Smoky Hill range is the range most commonly used by the 138FW for their air-to-ground training requirements and it also has the advantage of Bison MOA adjacent to the range.
In light of recent military technological applications, ANG F-16s are being modified to deliver precision guided munitions providing pinpoint accuracy to destroy enemy targets. This munition provides the pilot with the greatest degree of survivability. To successfully deliver this weapon, pilots must practice deliveries on a recurring basis to obtain the highest degree of combat proficiency. There are only three ANG air-to-ground ranges in the United States where pilots can practice these deliveries. The closest one to Midwest ANG units is at Smoky Hill, Kansas, near Salina. However, it is cost prohibitive for units to deploy to Smoky Hill to attain and maintain currency in precision guided munition weapons delivery tactics. The Midwest units need a range that is close to their home bases on which to practice these deliveries. The Hardwood Range expansion is needed to fill training in this new technology.

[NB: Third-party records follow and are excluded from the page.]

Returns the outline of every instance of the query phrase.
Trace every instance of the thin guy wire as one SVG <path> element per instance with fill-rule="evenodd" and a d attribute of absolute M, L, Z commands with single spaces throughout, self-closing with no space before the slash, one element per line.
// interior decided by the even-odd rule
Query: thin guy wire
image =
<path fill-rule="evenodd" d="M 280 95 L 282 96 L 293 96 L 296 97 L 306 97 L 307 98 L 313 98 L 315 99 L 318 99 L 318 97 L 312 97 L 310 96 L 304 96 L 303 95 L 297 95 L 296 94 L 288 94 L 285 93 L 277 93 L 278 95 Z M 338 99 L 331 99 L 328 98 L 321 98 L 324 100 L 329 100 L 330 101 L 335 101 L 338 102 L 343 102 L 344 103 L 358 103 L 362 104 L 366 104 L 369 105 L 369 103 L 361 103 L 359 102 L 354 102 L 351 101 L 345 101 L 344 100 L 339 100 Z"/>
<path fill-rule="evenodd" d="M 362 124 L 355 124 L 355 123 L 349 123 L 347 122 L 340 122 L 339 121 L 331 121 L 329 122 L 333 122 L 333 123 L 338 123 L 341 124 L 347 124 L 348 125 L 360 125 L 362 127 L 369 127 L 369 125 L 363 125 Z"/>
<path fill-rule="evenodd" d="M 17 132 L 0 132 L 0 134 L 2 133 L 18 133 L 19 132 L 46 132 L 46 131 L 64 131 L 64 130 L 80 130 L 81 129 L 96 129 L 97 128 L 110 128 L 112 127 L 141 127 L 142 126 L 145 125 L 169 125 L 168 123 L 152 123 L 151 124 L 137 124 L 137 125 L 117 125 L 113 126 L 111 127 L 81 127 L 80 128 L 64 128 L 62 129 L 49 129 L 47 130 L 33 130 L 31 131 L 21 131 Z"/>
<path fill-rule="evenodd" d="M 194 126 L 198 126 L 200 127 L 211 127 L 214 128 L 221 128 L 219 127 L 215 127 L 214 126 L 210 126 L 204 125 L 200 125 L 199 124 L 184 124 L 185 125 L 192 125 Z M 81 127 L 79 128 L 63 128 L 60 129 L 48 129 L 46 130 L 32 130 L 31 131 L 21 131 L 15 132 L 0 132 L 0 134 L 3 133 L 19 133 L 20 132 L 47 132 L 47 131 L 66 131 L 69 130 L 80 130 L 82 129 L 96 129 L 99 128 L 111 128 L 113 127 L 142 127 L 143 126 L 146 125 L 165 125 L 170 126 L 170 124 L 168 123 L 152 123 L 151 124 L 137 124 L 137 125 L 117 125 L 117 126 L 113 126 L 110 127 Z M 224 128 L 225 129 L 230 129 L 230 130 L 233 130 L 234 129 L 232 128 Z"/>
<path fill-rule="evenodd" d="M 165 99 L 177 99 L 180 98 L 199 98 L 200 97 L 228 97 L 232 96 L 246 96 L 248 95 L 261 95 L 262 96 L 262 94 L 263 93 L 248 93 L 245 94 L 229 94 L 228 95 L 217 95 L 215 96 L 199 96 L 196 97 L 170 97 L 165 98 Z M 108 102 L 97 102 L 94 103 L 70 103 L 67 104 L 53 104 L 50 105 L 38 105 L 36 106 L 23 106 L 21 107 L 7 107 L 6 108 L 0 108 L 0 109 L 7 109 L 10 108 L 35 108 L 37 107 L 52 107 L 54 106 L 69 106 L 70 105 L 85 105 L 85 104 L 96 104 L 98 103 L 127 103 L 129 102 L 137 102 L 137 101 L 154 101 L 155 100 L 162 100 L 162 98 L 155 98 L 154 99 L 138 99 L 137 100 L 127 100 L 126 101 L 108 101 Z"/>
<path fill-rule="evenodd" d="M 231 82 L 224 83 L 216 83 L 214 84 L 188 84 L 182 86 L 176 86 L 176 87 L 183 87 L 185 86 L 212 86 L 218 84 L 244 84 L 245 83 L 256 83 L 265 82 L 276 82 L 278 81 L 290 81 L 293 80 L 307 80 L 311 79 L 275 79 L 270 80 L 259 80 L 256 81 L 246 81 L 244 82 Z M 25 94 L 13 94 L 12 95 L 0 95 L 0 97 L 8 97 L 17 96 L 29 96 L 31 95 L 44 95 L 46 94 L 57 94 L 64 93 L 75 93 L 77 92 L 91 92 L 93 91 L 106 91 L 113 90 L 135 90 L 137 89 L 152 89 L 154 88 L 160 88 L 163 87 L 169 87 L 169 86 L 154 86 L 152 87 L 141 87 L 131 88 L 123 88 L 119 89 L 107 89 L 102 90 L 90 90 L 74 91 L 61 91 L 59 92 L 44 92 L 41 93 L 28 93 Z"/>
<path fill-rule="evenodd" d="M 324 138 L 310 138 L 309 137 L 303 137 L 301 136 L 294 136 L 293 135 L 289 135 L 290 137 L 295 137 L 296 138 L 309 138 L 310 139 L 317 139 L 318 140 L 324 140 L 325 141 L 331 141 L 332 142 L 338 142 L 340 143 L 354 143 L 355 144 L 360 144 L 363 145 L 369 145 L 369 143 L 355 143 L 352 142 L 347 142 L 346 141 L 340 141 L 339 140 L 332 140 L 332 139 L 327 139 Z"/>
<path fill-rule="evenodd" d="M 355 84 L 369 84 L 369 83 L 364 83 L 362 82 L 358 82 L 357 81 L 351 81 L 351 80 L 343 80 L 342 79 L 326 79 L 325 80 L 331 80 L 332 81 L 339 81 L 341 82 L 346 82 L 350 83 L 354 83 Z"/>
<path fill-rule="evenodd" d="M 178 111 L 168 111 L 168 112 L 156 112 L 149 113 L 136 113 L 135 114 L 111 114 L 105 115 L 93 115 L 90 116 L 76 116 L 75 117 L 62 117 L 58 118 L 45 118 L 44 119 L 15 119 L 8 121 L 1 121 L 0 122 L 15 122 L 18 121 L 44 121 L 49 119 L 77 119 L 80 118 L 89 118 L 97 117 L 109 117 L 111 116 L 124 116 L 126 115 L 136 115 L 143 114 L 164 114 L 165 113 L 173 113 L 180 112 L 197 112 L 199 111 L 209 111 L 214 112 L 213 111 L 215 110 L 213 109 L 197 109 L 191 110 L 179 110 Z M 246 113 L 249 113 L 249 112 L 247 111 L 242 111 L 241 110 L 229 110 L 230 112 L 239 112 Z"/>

From Tuesday, Nov. 6, to Saturday, Nov. 10, 2001 a C-130 aircraft flew over Smoky Hill Air National Guard Range, near Salina, Kan., spraying the range to control musk thistle. This was a joint operation between the Kansas Air National Guard, the Air Force Reserve, Saline and McPherson County Weed Directors and the Kansas Department of Agriculture. It was an effort to ensure that Smoky Hill Air National Guard Range does not spread musk thistle to the neighboring private lands, to assist leaseholders in their weed control responsibilities and to be good stewards of the land.
The Air Force Reserve Research Entomologist in cooperation with the Saline and McPherson County Weed Departments and the State Noxious Weed Director are overseeing this aerial spraying operation. A total of 4,600 acres was targeted for treatment. Application was only be on federal property. Only a portion of the 34,000 acres of the Smoky Hill range needed to be sprayed.
Flying at 100 feet over the range while applying the herbicide, the Air Force Reserve's C-130 aircraft made its turns outside of the range installation boundary but did not be releasing any herbicides while turning. The aircraft utilized the digital global positioning satellite (GPS) system to apply the herbicide. This system had been used for the last five years and has been extremely accurate.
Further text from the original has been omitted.